Ik knap gelukkig weer op en ga met vreugde aan het werk. Weer gaat ’s avonds laat de telefoon. Het is een van mijn oude collega’s uit het procinciale deputaatschap Dienstverlening. Hij is naar de nieuwe dienstenorganisatie in Utrecht is overgegaan. Men is daar op zoek naar een predikant als adjunct-directeur van de dienstenorganisatie. Deze zal moeten letten op het kerkelijke en inhoudelijke karakter van de dienstenorganisatie en zal het moderamen adviseren op oecumenisch gebied. De functie zou mij op het lijf geschreven zijn. Mag de collega mijn naam noemen? Waarom niet, zeggen wij thuis tegen elkaar. Een poosje later belt een lid van het bestuur van de dienstenorganisatie. Het wordt van twee kanten serieuzer. Ook de interim-directeur ziet de samenwerking met mij wel zitten. Ik doe een assessment bij een bureau in Zeist. Een van de tests is het prioriteren van e-mail. Ik vis een bericht van mijn secretaresse uit de stapel en leg die bovenop als eerste prioriteit. Gevraagd naar het waarom, zeg ik: als zij vast komt te zitten kan zij mij niet helpen om de mailbox voor te sorteren. Het blijkt een spijker op de kop te zijn. Ook de rest van het assessment (reorganisatie van een bedrijf en een slecht-nieuws-gesprek met een medewerker die vrouweljjke collega’s seksueel lastig valt) verloopt naar tevredenheid. Ik vertel er in Zeist wel bij dat ik stijf sta van de prednison: was van vakantie in Frankrijk teruggekomen met een forse longontsteking. En kwaad dat de huisarts was..! Tegen al te bezorgde mensen in mijn omgeving zeg ik dat mijn kransslagaders kort geleden gecontroleerd zijn – en hoe is het eigenlijk met (die van) jou?

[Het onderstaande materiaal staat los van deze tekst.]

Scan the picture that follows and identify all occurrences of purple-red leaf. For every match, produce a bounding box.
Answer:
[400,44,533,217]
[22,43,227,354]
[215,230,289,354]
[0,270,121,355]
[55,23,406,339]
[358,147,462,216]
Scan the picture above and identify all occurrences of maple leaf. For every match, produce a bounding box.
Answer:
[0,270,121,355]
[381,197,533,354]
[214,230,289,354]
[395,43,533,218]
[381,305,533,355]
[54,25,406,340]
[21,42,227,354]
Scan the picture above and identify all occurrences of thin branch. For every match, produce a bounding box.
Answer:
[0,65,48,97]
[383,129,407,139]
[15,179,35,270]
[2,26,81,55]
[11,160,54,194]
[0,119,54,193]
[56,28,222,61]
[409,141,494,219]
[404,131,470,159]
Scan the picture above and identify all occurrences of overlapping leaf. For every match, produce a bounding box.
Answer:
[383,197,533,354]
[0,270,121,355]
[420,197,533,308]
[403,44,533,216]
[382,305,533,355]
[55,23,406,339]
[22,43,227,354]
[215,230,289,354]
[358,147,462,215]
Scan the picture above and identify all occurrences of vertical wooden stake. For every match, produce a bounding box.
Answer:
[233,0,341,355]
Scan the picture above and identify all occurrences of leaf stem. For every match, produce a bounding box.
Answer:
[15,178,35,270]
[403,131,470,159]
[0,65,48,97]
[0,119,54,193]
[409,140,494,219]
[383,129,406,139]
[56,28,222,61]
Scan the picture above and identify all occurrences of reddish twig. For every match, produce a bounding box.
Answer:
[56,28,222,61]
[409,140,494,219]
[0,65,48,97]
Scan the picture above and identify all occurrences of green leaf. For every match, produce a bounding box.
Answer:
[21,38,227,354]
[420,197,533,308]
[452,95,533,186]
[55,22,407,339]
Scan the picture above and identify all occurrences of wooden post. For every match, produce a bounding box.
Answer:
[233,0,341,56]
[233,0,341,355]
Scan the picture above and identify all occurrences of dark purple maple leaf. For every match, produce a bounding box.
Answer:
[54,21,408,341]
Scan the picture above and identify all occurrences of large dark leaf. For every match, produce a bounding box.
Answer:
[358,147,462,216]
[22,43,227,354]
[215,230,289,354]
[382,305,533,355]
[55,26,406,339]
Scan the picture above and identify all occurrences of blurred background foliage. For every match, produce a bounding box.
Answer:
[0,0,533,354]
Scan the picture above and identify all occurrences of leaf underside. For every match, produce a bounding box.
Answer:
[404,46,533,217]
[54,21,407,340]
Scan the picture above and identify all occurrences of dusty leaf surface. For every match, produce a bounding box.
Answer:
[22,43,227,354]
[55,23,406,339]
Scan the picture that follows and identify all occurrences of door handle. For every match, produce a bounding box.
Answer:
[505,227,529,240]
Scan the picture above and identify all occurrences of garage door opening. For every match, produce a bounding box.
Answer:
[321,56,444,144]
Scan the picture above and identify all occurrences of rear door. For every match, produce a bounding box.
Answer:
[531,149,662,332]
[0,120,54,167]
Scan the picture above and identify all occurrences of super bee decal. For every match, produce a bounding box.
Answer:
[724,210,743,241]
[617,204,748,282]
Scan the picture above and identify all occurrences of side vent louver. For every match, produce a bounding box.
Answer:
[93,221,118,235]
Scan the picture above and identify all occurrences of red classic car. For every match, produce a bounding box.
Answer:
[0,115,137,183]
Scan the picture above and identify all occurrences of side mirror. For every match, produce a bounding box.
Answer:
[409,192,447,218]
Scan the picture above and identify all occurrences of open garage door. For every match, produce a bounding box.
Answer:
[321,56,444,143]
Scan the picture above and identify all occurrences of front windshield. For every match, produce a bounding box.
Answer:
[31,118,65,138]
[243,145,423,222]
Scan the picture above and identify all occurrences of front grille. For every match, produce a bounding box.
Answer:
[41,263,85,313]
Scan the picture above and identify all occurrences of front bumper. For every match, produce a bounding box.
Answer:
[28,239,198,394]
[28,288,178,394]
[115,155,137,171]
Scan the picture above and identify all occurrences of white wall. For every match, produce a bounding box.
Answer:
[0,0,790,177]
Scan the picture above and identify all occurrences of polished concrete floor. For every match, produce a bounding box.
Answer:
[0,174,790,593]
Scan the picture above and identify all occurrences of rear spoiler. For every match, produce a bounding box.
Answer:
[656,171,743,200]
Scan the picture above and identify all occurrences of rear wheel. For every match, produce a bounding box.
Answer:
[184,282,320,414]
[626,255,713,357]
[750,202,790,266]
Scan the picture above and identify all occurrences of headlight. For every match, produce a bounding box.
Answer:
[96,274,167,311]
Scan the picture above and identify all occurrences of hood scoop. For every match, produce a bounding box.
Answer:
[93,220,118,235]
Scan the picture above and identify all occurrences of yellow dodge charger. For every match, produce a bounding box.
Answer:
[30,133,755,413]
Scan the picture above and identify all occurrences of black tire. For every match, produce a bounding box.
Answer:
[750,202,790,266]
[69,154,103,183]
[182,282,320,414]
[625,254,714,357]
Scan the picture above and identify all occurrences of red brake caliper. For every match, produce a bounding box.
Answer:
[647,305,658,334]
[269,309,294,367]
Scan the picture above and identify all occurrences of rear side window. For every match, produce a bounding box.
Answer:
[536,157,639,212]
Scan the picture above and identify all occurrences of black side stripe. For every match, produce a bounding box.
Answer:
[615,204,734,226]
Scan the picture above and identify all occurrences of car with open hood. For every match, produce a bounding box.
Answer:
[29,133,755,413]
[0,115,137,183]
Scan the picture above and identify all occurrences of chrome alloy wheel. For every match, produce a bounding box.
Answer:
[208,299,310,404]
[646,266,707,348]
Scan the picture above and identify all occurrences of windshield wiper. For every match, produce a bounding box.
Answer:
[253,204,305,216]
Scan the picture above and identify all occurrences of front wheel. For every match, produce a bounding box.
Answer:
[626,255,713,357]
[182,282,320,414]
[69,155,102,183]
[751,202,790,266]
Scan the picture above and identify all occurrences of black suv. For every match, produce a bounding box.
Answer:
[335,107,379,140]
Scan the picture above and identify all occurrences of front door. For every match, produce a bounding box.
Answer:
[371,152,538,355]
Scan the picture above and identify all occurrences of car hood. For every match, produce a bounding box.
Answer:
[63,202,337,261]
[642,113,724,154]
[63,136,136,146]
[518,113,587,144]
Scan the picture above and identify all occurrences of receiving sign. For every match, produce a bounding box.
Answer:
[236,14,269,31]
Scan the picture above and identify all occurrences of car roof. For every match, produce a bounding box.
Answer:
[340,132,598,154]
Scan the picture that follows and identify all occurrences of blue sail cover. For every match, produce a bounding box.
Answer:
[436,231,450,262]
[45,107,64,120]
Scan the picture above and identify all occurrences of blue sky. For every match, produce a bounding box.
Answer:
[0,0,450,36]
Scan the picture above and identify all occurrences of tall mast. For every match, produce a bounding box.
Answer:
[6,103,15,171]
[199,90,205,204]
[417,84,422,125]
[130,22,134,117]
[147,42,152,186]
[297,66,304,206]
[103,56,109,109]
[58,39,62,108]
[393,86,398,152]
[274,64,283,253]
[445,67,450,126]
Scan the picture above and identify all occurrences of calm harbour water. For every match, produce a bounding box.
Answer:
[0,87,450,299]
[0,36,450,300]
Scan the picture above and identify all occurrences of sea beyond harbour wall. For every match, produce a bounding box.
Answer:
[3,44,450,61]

Ik mag op kennismakingsbezoek bij de Ondernemingsraad en bij het triomoderamen. Zij zijn er niet van op de hoogte dat ik de beoogde kandidaat ben. Kennismaking is eigenlijk nauwelijks nodig: het wordt een blij weerzien. De benoeming zal per 1 januari 2003 ingaan. Om Haren te helpen, zal ik nog een half jaar daar op het preekrooster blijven staan. Voor de huur van de pastorie zullen we voorlopig een marktconform bedrag betalen totdat we naar het midden van het land verhuizen. Een elegante scheiding met wederzijdse instemming – totdat mijn collega tierend door Haren roept dat hij er niet over piekert om “een deserteur te vervangen” en zelfs mijn toekomstige directeur informeert wat voor minderwaardig mens ik ben. Jaren na ons vertrek komt hij in conflict met de kerkenraad. De kerkvisitatoren komen er aan te pas. Mijn collega mag niet na zijn emeritaat aanblijven en moet vertrekken. Wij krijgen ineens de bloemen van de kerk nu zo duidelijk is geworden wat wij al die jaren opgevangen hebben. Maar wij kijken met plezier op Haren terug omdat we in Leusden inmiddels een nieuwe start hebben gemaakt. Kerkelijk beginnen we met een schone lei. Vraagt de (van huis uit hervormde) ouderling bij het welkomstbezoek of wij ook ergens kerkelijk actief zijn geweest… Wij schieten verschrikkelijk in de lach. Inderdaad een frisse start zonder erfelijk belast te zijn. We voelen ons al gauw in Leusden thuis.